Pada periode 1976-1996 batas miskin menggunakan standar lama (sebelum tahun 1998),
pada periode 1996-2004 batas miskin menggunakan standar 1988 yang disesuaikan
dengan pola konsumsi tahun yang bersangkutan. Oleh karena itu data pada baris tahun
1996 pada periode tahun 1976-1996 berbeda dengan data baris tahun 1996 pada periode
1996-2004. Jadi disini nampak tahunnya sama tetapi angka kemiskinannya berbeda,
karena standar yang digunakan berbeda.
Persentase penduduk miskin antar propinsi adalah bervariasi.

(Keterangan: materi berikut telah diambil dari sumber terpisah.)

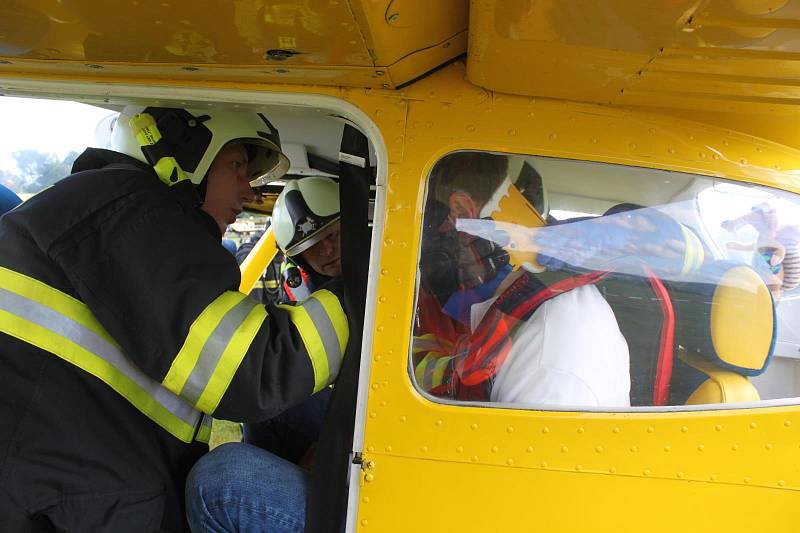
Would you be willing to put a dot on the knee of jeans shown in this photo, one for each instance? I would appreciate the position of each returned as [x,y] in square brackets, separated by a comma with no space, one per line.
[207,470]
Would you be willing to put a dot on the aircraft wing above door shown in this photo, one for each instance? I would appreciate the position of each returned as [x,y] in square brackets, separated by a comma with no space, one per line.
[722,55]
[361,43]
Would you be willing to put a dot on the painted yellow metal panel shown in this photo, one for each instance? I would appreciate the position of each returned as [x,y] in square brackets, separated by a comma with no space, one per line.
[657,50]
[434,467]
[291,41]
[438,496]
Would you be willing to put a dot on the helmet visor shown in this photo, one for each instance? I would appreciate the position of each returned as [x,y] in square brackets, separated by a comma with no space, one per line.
[266,162]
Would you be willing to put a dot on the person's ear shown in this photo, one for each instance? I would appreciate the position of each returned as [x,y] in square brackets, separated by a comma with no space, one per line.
[462,205]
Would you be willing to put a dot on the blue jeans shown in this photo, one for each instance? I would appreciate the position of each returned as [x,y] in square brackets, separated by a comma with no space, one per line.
[239,487]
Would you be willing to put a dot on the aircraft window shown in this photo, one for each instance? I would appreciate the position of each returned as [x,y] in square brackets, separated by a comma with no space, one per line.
[45,139]
[548,283]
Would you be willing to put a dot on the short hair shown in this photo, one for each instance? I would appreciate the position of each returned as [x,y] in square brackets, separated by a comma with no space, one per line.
[475,173]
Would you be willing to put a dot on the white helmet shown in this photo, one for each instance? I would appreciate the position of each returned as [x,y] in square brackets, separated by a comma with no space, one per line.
[303,211]
[193,138]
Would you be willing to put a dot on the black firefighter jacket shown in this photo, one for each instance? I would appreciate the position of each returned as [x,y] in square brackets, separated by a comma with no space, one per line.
[120,326]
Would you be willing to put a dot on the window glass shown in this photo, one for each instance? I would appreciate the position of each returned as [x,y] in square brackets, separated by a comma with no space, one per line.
[42,138]
[559,283]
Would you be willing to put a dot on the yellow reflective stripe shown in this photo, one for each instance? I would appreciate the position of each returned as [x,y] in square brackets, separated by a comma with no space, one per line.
[429,372]
[64,304]
[333,308]
[231,359]
[323,327]
[204,433]
[438,371]
[419,370]
[214,348]
[38,315]
[426,343]
[312,342]
[199,332]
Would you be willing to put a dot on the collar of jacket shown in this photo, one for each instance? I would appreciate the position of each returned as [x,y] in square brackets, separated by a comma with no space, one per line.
[185,192]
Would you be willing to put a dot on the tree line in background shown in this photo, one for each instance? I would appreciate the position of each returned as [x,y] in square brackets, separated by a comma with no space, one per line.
[36,171]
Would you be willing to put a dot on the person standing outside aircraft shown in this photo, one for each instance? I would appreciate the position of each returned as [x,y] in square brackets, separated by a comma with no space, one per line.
[122,329]
[233,488]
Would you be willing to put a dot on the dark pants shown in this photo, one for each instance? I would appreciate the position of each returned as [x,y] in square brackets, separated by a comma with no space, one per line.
[292,433]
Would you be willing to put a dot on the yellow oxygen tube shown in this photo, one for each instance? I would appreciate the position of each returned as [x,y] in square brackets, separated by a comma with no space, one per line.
[257,260]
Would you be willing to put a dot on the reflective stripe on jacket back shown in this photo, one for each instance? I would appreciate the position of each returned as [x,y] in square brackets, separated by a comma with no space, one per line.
[42,316]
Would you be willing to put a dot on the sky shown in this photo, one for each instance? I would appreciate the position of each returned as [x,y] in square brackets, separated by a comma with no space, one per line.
[46,125]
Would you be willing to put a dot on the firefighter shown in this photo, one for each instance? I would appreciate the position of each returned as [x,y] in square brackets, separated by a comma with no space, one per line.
[228,490]
[122,330]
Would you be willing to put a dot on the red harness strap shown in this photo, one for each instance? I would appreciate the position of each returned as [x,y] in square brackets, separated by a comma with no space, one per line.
[490,344]
[666,345]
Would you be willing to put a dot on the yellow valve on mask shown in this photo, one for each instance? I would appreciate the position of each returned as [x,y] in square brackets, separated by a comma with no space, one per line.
[513,208]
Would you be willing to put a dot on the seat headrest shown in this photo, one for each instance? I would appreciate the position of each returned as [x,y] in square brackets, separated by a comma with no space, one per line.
[725,314]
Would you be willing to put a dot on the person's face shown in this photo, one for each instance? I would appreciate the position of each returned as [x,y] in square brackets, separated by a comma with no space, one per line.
[228,186]
[325,256]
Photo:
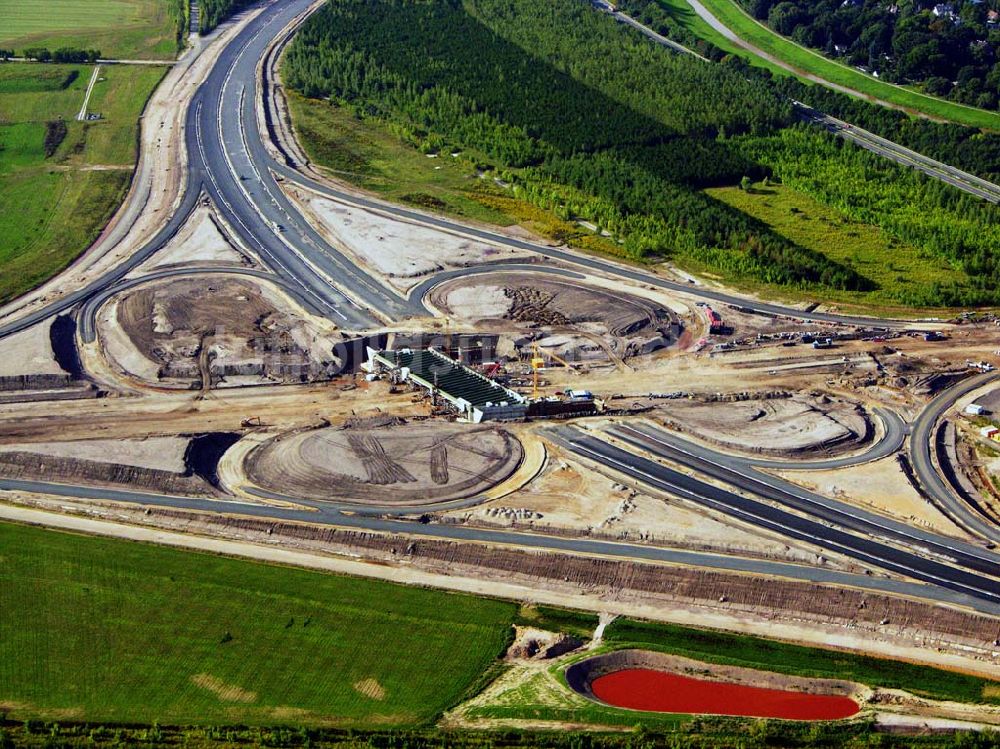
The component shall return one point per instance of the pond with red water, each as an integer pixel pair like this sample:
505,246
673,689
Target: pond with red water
660,691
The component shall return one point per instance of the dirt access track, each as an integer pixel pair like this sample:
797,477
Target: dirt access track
402,463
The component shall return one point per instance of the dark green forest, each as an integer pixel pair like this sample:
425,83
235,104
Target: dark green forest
947,45
589,120
214,12
966,148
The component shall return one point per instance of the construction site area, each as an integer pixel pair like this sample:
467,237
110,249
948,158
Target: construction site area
289,365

Pada tahun 2003 dan 2004
persentase penduduk miskin (kota+desa) tertinggi terdapat di Papua yakni 39% dan
38,7%, menyusul di Maluku yakni 32,9% dan 32,1%. Hanya di dua propinsi ini yang
mempunyai penduduk miskin di atas 30%. Kemudian di Aceh yakni 29,8% dan 28,5%,
di Gorontalo yakni 29,3% dan 29,01%, di Nusa Tenggara Timur yakni 28,6% dan 27,9%,
di Nusa Tenggara Barat yani 26,3% dan 25,4%. Daerah propinsi lainnya mempunyai
persentase penduduk miskin di bawah 25%.
Daerah-daerah yang mempunyai persentase penduduk miskin paling rendah di tahun
2003 dan 2004 (kota+desa) terdapat di Jakarta yakni 3,4% dan 3,2%, menyusul di Bali
yakni 7,3% dan 6,9%, di Kalimantan Selatan yakni 8,2% dan 7,2%, di Sulawesi Utara
yakni 9,0% dan 8,9%, di Banten yakni 9,6% dan 8,6%, di Bangka Belitung yakni 10,1%
dan 9,1%, sedangakan daerah lainnya mempunyai penduduk miskin di atas 10%.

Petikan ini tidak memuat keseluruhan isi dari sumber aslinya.